社説 COP27開幕 国際社会の再結束図れ

 地球温暖化対策を議論する国連気候変動枠組み条約第27回締約国会議(COP27)がエジプトで始まった。本来の焦点は大きく二つだった。一つは産業革命後の気温上昇を1・5度に抑える世界共通目標の達成に向け、各国が温室効果ガスの排出削減目標を引き上げられるか。もう一つは温暖化の被害に苦しむ途上国への支援を拡充できるか、である。

 ところがロシアのウクライナ侵攻がもたらしたエネルギー危機が影を落とす。各国で急場をしのぐため「石炭回帰」の動きが出ている。脱炭素にブレーキがかかりかねない状況だ。

 人類の生存を脅かす気候変動を防ぐため、温室効果ガス削減の加速は待ったなしである。各国は再結束し、地球の未来を救う道を探らなければならない。

 2020年に始まった気候変動対策の国際ルール「パリ協定」は気温上昇を「2度未満、できれば1・5度」に抑える目標を掲げた。昨年のCOP26はこれを1・5度に引き上げ、各国が排出削減の目標を表明。二酸化炭素(CO₂)排出量の多い石炭火力発電所の段階的削減などにも合意した。
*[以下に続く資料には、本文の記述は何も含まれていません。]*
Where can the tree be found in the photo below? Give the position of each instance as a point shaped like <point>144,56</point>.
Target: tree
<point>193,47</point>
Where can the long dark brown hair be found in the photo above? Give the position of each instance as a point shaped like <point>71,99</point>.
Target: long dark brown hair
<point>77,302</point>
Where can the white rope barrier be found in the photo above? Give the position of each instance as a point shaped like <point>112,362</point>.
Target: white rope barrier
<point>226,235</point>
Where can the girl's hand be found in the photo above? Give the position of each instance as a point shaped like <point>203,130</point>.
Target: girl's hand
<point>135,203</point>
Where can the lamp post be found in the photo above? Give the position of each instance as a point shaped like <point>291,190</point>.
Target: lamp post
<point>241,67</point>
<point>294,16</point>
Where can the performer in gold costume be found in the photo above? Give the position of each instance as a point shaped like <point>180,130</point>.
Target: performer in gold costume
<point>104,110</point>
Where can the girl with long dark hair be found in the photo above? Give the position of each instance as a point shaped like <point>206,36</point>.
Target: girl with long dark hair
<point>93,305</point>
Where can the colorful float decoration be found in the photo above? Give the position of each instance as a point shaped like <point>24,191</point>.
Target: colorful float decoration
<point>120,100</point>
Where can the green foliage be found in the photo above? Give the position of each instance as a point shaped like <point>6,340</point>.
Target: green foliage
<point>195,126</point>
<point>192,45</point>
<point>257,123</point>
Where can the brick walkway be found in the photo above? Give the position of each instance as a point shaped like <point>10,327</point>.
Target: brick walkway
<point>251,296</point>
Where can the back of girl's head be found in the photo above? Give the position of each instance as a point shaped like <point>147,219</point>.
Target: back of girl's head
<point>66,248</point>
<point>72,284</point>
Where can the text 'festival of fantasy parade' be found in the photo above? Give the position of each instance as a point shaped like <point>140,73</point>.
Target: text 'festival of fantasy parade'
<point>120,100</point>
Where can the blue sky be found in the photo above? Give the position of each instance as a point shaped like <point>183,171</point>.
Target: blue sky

 CO₂排出量世界2位の米国は当時、パリ協定を脱退したトランプ前政権からバイデン政権に代わり、協定に復帰。排出量1位の中国も石炭の使用量削減を打ち出した。COP26に合わせ両国は温暖化対策に協調して取り組む共同宣言を発表。世界の排出量の4割強を占める二大排出国が動き始めていた。

 こうした流れをウクライナ危機が一変させた。2月の侵攻後、ロシアへの経済制裁が天然ガスなどの供給不安や価格高騰を招き、「脱石炭」の議論を先導してきた欧州などで石炭火力の利用が進む。

 さらに台湾を巡る米国と中国の対立も懸念材料だ。8月のペロシ米下院議長の訪台を契機に、中国は台湾への軍事圧力を強める。ロシアへの対応でも米中の足並みはそろわない。国際協調の機運が著しく低下している中で迎えたCOP27である。

 枠組み条約事務局が10月に発表した報告書によると、各国の目標を合わせても30年時点の排出量は10年比で10・6%増え、今世紀末までの気温上昇は2・5度に達するという。

 各国が目標を引き上げなければ手遅れになる局面であり、COP27では20年代に排出削減を加速させる「作業計画」をまとめる予定だ。厳しい交渉が予想される。何より米中が立場の隔たりを乗り越えて歩み寄り、率先して高い目標を打ち出すことが求められよう。地球の将来に責任と義務を負うことを自覚し、行動してもらいたい。

 気候変動の影響は途上国で顕著に表れる。パキスタンで大洪水が起き、アフリカは記録的な干ばつに苦しむ。これらは「損失と被害」と位置付けられ、議長国エジプトは過去の排出量が多い先進国の資金支援拡充を正式議題にした。分断を招かぬよう先進国側の姿勢が問われる。

 対策が遅れるほど取り返しがつかなくなる。戦争をしたり、緊張を高めたりしている場合ではない。温暖化対策を土台に国際社会が協調機運を高め、実効性ある計画で合意することが求められる。環境破壊の最たるものである戦争を終結させ、抑止する力にもつなげたい。